The actual explanation: https://gcc.gnu.org/onlinedocs/gcc/AVR-Options.html (3.18.5.1 EIND and Devices with More Than 128 Ki Bytes of Flash)

dnewman-polar3d commented 8 years ago

On 25/08/2016 10:09 AM, TraxXavier wrote:

Ok, I got the solution from a smart guy in the fingers-welt.de forum, apparently all that is needed to fix the linker error is to add the parameter "-mrelax" to the avr-gcc calls, like that (in SConscript.mightyboard):

env.Append(BUILDERS={'Elf':Builder(action=avr_tools_path+"/avr-gcc -mrelax -mmcu="+mcu+" -Os -Wl,--gc-sections -Wl,-Map,"+map_name+" -o $TARGET $SOURCES -lm")})

And that is it no more "warning: internal error: out of range error", and the binary's appear also to work, awesome!!!

Well, do a lot of testing because we had a problem one time when we tried -mrelax. The problem may have been something else as we were wrestling with more than one issue at the time IIRC. But we shied away from -mrelax, perhaps for no good reason.

Dan

TraxXavier commented 8 years ago

Just to satisfy my curiosity, could you please elaborate on what issues with the stepper interrupt when using a unsupported toolchain?

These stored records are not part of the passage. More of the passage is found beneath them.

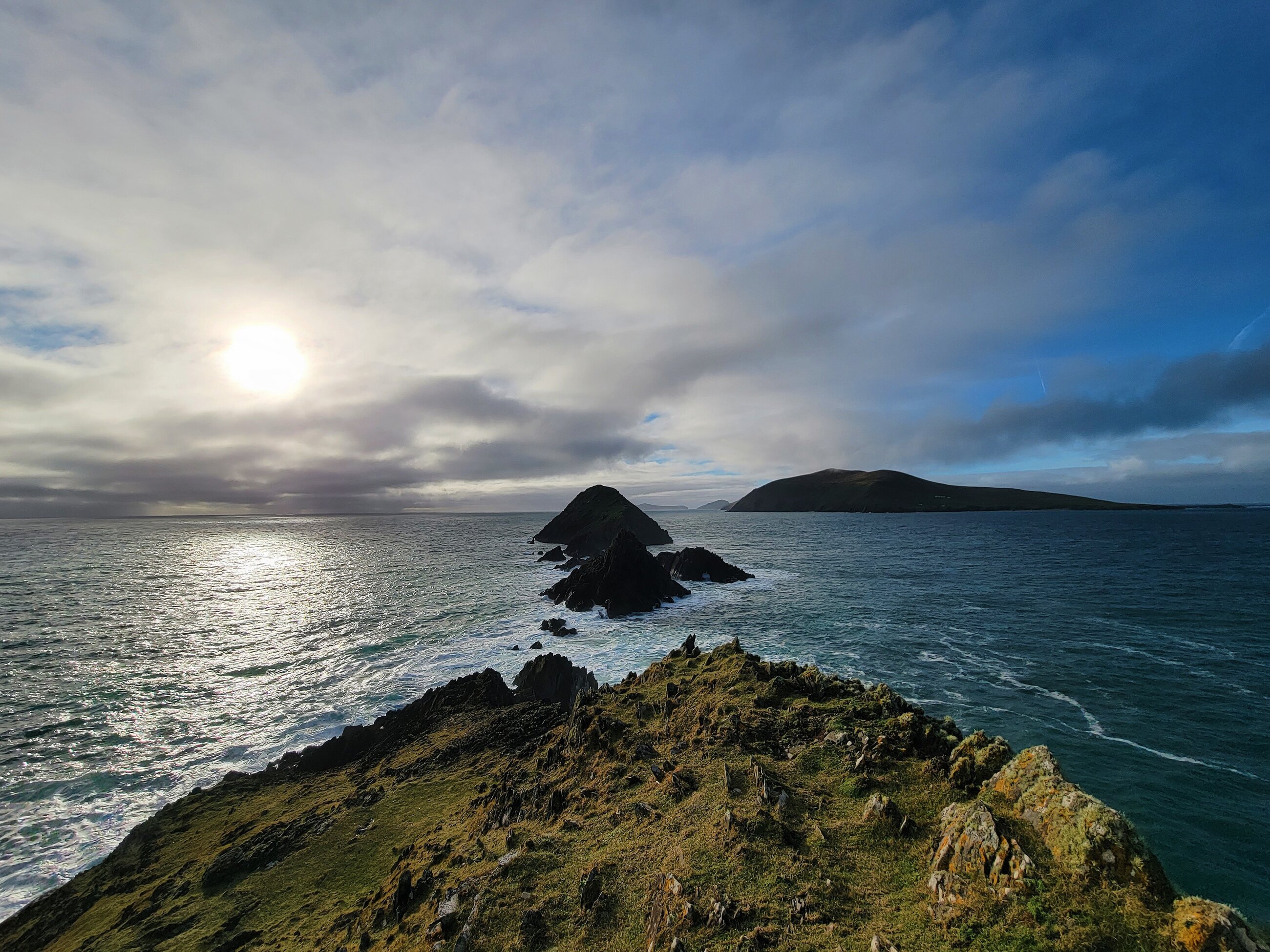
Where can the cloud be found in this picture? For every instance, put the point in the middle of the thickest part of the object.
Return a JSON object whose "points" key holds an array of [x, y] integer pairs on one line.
{"points": [[1198, 390], [507, 235]]}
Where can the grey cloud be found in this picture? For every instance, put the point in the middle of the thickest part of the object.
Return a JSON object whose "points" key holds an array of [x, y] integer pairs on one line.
{"points": [[1199, 390]]}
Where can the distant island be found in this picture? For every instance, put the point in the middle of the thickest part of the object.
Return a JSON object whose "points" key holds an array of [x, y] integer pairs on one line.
{"points": [[892, 492]]}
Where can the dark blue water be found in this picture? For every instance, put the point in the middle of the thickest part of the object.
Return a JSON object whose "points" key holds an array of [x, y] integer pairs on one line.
{"points": [[140, 658]]}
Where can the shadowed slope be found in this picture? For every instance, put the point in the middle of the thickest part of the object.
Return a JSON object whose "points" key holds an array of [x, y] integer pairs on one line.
{"points": [[890, 492], [593, 519]]}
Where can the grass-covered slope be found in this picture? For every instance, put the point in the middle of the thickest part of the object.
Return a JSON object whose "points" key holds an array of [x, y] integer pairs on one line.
{"points": [[890, 492], [716, 801]]}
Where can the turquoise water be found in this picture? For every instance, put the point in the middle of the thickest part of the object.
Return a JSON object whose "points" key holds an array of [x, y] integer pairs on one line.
{"points": [[141, 658]]}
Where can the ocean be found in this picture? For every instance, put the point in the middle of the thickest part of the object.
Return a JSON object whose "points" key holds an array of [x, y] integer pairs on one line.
{"points": [[140, 658]]}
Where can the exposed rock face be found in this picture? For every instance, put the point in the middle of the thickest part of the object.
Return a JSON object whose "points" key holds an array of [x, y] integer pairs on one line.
{"points": [[595, 517], [972, 851], [976, 760], [1085, 834], [553, 678], [1203, 926], [697, 564], [625, 579]]}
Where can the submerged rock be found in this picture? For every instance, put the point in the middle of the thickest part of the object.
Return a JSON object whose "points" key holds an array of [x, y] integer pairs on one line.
{"points": [[553, 678], [625, 579], [595, 517], [697, 564], [557, 626], [972, 851], [1203, 926]]}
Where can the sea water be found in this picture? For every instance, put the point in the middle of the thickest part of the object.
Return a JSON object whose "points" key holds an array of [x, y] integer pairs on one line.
{"points": [[143, 658]]}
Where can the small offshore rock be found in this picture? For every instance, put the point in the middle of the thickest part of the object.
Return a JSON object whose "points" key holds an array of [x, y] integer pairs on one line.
{"points": [[695, 564]]}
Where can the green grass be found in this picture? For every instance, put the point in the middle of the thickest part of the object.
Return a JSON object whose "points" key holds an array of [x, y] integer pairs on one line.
{"points": [[858, 879]]}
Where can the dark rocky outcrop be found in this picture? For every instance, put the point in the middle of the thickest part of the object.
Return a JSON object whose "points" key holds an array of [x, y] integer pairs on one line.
{"points": [[625, 579], [483, 690], [697, 564], [557, 626], [554, 680], [890, 492], [595, 517]]}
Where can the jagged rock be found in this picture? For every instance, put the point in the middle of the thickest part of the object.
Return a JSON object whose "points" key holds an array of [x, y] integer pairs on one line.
{"points": [[553, 678], [534, 928], [589, 889], [270, 846], [1203, 926], [447, 915], [971, 849], [557, 626], [595, 517], [697, 564], [976, 760], [1085, 834], [623, 580]]}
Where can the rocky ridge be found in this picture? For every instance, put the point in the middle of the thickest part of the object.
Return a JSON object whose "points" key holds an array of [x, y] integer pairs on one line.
{"points": [[714, 801]]}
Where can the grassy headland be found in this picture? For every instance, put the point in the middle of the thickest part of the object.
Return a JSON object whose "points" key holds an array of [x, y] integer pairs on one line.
{"points": [[716, 801]]}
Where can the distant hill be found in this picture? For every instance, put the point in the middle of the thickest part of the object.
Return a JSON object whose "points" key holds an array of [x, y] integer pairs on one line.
{"points": [[890, 492], [592, 519]]}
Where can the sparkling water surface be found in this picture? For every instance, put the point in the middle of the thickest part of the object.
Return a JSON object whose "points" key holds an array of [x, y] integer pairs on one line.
{"points": [[143, 658]]}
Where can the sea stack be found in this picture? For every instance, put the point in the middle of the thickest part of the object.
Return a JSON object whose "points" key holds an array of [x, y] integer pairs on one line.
{"points": [[625, 579], [595, 517]]}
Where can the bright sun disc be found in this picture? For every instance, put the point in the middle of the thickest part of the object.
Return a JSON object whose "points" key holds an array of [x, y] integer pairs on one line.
{"points": [[265, 360]]}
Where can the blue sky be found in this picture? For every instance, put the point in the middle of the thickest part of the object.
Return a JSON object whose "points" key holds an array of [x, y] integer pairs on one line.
{"points": [[678, 249]]}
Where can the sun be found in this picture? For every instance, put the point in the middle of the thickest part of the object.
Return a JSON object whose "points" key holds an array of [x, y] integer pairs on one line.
{"points": [[265, 360]]}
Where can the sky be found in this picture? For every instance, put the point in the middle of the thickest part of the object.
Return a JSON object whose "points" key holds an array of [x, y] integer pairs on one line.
{"points": [[681, 249]]}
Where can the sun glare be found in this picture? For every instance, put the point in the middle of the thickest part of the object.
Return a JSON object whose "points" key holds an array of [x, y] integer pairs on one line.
{"points": [[265, 360]]}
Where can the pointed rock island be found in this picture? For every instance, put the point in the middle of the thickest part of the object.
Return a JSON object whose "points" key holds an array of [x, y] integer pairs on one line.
{"points": [[717, 801], [592, 521]]}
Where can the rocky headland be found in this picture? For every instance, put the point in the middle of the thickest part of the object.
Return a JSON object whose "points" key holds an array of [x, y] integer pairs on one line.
{"points": [[697, 564], [892, 492], [717, 801]]}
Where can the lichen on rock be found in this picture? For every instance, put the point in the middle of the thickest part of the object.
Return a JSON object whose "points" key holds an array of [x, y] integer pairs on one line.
{"points": [[1085, 836]]}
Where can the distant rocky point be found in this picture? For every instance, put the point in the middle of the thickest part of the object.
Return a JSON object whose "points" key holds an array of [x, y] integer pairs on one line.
{"points": [[892, 492], [595, 517]]}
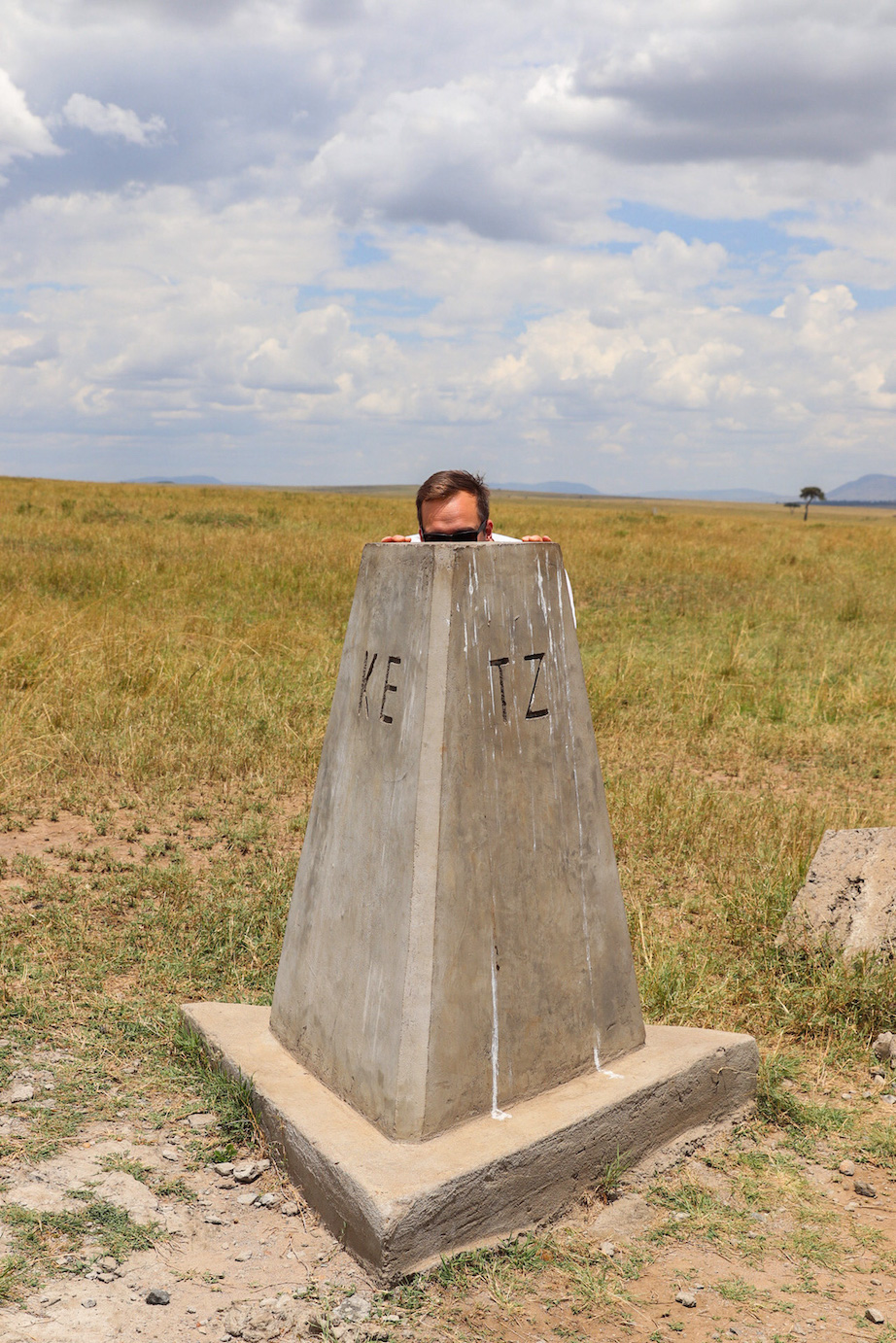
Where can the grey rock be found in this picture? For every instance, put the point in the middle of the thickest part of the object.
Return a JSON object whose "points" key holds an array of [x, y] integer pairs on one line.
{"points": [[249, 1171], [352, 1310], [849, 897]]}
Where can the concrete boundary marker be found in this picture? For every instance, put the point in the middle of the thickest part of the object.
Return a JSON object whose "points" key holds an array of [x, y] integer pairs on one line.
{"points": [[400, 1206]]}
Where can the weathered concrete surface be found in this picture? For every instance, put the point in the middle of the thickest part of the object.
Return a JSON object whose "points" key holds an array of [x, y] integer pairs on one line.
{"points": [[849, 896], [400, 1206], [457, 939]]}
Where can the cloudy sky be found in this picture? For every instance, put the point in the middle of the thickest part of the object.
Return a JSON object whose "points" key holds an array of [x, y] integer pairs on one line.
{"points": [[637, 243]]}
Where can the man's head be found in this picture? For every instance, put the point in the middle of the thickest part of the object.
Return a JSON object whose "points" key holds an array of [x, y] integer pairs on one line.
{"points": [[454, 501]]}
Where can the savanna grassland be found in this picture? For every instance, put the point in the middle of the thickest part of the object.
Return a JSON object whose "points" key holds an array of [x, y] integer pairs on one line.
{"points": [[167, 661]]}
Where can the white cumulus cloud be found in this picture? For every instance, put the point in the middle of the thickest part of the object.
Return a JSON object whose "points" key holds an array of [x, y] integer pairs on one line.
{"points": [[106, 119], [21, 133]]}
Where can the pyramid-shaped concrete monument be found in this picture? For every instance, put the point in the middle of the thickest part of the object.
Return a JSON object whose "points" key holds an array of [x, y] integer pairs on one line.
{"points": [[456, 1048]]}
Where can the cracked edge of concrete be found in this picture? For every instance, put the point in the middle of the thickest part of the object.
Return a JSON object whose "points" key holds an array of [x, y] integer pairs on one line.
{"points": [[400, 1208]]}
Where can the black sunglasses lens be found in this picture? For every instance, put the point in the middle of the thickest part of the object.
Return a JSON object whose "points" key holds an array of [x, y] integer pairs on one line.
{"points": [[466, 534]]}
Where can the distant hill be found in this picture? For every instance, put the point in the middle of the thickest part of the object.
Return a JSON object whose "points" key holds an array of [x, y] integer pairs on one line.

dcnewman commented 8 years ago

On 28/08/2016 1:03 AM, TraxXavier wrote:

Just to satisfy my curiosity, could you please elaborate on what issues with the stepper interrupt when using a unsupported toolchain?

Do a lot of prints and listen carefully to the stepper motors and look carefully at the print quality. Makes visual differences when the compiler optimizations change in the stepper code. For instance, you may start hearing little clunks now and then: that's a missed stepper interrupt.

Dan

TraxXavier commented 8 years ago

Can this be detected algorithmically i.e. the Printer telling the user that it encountered an error, imho. human perception is to flawed ;)

dnewman-polar3d commented 8 years ago

On 28/08/2016 10:15 AM, Trax Xavier wrote:

Can this be detected algorithmically i.e. the Printer telling the user that it encountered an error, imho. human perception is to flawed ;)

Nope. It's all about jitter reduction. So you can externally measure the jitter by, for example, watching the STEP output for a given axis. And then watch for too much jitter as well as late/missed interrupt deliveries (which will appear as a sudden gap or possibly two bunched together STEPs). But then you have to take into account that there's acceleration/decel in the steps. And at really high step rates, there can be intentional double or quad stepping.

'tis why those of us who have done motion control for a while use our ears and eyes to listen for anomolies. (I'll also pull out a spectral analyzer at times to see what might be making obnoxious buzzes like the 13 KHz buz on DR8825s which drives me crazy. It's caused by their too-high-for 3DP minimum rise time in the current handling within the chip. Current can go too high and so you get some fun 13 KHz chopping happen as the driver then drops the current. Really annoying for those of us who can still hear that high.)